Two new maps were generated during the early 20th century, and they are remarkable because of their differences with each other and Sargent's earlier map. The first was published in 1919 by Madison Grant, an original member of the Executive Committee of Save The Redwoods League. Grant's map (below) showed a large number of outlying stands, many of which are not recognized today. No map since has portrayed so many large outliers, although Griffin and Critchfield's 1972 atlas comes close (see link below).
Some of these outliers may have been represented by only a few trees, some may now be gone entirely, and many may have simply been mistakes. Because of the small scale of this map, it is difficult to always know which is true. Grant's most interesting groves are the elongated tracts mapped along the eastern edge of the range in Mendocino County. He also reduced the extent of coast redwood east of San Francisco Bay compared to Sargent's earlier map, but correctly widened it in Mendocino and Sonoma Counties. Perhaps most importantly, he was the first to show discontinuities or breaks in the coast redwood distribution, and his map gives a visual impression of a fragmented forest; a truth which was consistent with his argument for conservation.
Within the decade, A.N. Weber produced a different map that detailed the redwood range north of San Francisco. As did Sargent, Weber distinguished areas that had been logged and unlogged with painstaking detail.
Weber drafted his map using a surveyor's base map with one mile square sections. Apart from the question of accuracy in the days before aerial photographs were available, his attempted level of precision provides us with a clear view of where he thought redwood forests were and where extensive lumbering activity had taken place during prior decades (below).
What I find most remarkable about Weber's map, particularly in light of Grant's effort of the prior decade, is that despite the potential for detail, Weber shows very few of Grant's outliers, even those accepted half a century later by Griffin and Critchfield in their revisionist map. It seems that Weber was more interested in the silvicultural potential of redwood forests than the species' actual distribution from a biogeographical perspective, and he says as much in his accompanying report.

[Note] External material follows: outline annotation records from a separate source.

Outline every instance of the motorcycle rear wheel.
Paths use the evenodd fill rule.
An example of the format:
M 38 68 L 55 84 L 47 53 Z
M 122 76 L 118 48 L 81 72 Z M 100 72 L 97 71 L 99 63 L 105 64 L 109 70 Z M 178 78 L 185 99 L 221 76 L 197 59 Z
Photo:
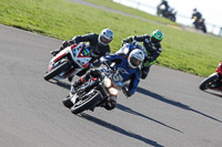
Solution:
M 211 84 L 214 83 L 218 78 L 218 73 L 213 73 L 205 80 L 203 80 L 199 86 L 200 90 L 205 91 L 211 87 Z
M 57 66 L 52 71 L 48 72 L 44 75 L 44 80 L 49 81 L 49 80 L 53 78 L 56 75 L 60 74 L 62 71 L 65 71 L 68 67 L 69 67 L 69 62 L 61 63 L 59 66 Z
M 80 114 L 83 111 L 94 107 L 99 99 L 100 99 L 100 95 L 98 93 L 92 94 L 90 96 L 85 96 L 85 97 L 83 96 L 82 99 L 79 99 L 78 103 L 75 103 L 71 107 L 71 112 L 72 114 L 75 114 L 75 115 Z
M 63 98 L 62 103 L 68 108 L 71 108 L 73 106 L 73 103 L 71 102 L 69 97 Z

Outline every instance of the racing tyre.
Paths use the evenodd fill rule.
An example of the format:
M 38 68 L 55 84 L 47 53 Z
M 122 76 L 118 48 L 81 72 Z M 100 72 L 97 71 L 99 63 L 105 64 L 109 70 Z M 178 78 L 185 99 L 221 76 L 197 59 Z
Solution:
M 91 107 L 94 107 L 98 101 L 100 99 L 100 96 L 98 93 L 91 94 L 90 96 L 83 96 L 81 101 L 78 101 L 72 107 L 71 112 L 73 114 L 80 114 L 83 111 L 90 109 Z
M 211 87 L 211 84 L 218 80 L 218 73 L 213 73 L 205 80 L 203 80 L 199 86 L 200 90 L 204 91 Z
M 63 98 L 62 103 L 68 108 L 71 108 L 73 106 L 73 103 L 71 102 L 69 97 Z
M 60 64 L 59 66 L 57 66 L 52 71 L 48 72 L 44 75 L 44 80 L 49 81 L 49 80 L 53 78 L 56 75 L 60 74 L 62 71 L 65 71 L 68 67 L 69 67 L 69 63 L 68 62 L 64 62 L 64 63 Z

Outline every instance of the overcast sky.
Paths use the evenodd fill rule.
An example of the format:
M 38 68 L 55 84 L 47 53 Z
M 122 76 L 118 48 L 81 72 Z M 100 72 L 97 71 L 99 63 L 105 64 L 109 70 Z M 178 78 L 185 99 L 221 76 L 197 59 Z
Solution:
M 161 0 L 113 0 L 133 8 L 155 14 L 157 6 Z M 168 0 L 170 7 L 178 11 L 176 22 L 192 25 L 190 20 L 192 10 L 198 9 L 205 19 L 208 31 L 219 33 L 219 27 L 222 27 L 222 0 Z M 214 29 L 212 24 L 216 25 Z

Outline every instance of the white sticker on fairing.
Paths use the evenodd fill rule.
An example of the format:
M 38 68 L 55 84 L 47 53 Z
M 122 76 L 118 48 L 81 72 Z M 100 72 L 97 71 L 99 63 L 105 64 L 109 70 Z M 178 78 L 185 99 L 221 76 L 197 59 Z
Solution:
M 149 41 L 149 39 L 145 39 L 145 43 L 149 43 L 150 41 Z

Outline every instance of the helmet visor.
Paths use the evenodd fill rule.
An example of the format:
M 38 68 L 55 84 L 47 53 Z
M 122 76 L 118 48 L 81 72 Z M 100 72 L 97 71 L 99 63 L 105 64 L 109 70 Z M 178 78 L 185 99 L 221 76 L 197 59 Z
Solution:
M 104 36 L 100 36 L 100 41 L 102 42 L 102 43 L 104 43 L 104 44 L 109 44 L 110 42 L 111 42 L 111 40 L 109 40 L 109 39 L 105 39 Z
M 152 42 L 152 43 L 160 43 L 161 41 L 158 40 L 158 39 L 155 39 L 154 36 L 152 36 L 152 38 L 151 38 L 151 42 Z
M 130 57 L 130 63 L 133 65 L 133 66 L 139 66 L 141 61 L 139 61 L 138 59 L 135 59 L 134 56 L 131 56 Z

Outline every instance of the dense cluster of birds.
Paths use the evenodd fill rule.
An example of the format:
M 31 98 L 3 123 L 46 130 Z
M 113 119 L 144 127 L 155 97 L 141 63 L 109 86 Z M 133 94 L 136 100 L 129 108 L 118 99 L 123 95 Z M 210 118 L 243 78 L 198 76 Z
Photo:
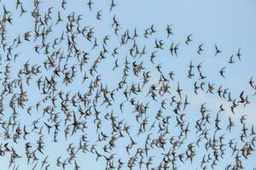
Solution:
M 234 92 L 211 81 L 203 61 L 179 64 L 189 65 L 183 77 L 165 68 L 188 50 L 193 34 L 177 42 L 171 24 L 125 29 L 115 14 L 117 0 L 102 9 L 93 0 L 79 4 L 95 23 L 108 20 L 108 35 L 70 10 L 76 1 L 59 7 L 25 2 L 1 2 L 1 165 L 88 169 L 89 156 L 103 169 L 238 170 L 255 158 L 256 130 L 246 114 L 235 116 L 252 105 L 253 77 L 245 84 L 249 90 Z M 205 44 L 197 47 L 203 60 Z M 217 44 L 212 49 L 212 58 L 224 51 Z M 230 56 L 218 79 L 242 60 L 242 49 Z M 223 104 L 216 111 L 202 99 L 189 110 L 201 94 Z

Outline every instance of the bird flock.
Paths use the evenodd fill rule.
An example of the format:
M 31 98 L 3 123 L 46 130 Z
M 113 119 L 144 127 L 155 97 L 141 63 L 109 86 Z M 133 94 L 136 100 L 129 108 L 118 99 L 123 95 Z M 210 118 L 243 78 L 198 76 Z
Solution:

Eastern outliers, just like those forests south of San Francisco Bay, were unmapped because they were of less commercial concern.
So how accurate was Weber near the coast where redwood was often the dominant species? Logged redwood stumps that still exist provide definitive evidence for where the trees occurred. Around Humboldt Bay, Weber's mapping of logged areas is often a quarter mile or more off from what we know to be true based on stump observations. More remote locations are likely to be even less accurate.
The Weber map's historical value is that it provides us with insights into the progress and distribution of logging on the coast in the early 20th century when timber and conservation interests first came to a head.
Such cartographic knowledge put the restricted natural extent of the redwood range and the much smaller extent of preserved stands in stark context. It also helped non-government agencies and government officials develop strategies for their mid-century acquisition of redwood lands with the hope of improving forest management and it eventually assisted in development of the range-wide state and national redwood park system.
Today, we want to know where the coast redwood are and were for different reasons. Populations on the edge are thought to be highly sensitive to environmental changes, such as logging, fire exclusion and climate change. By understanding the distribution and density of redwood across its range and how it has varied over time, we gain powerful insights into why, how and where redwood are likely to thrive in the future.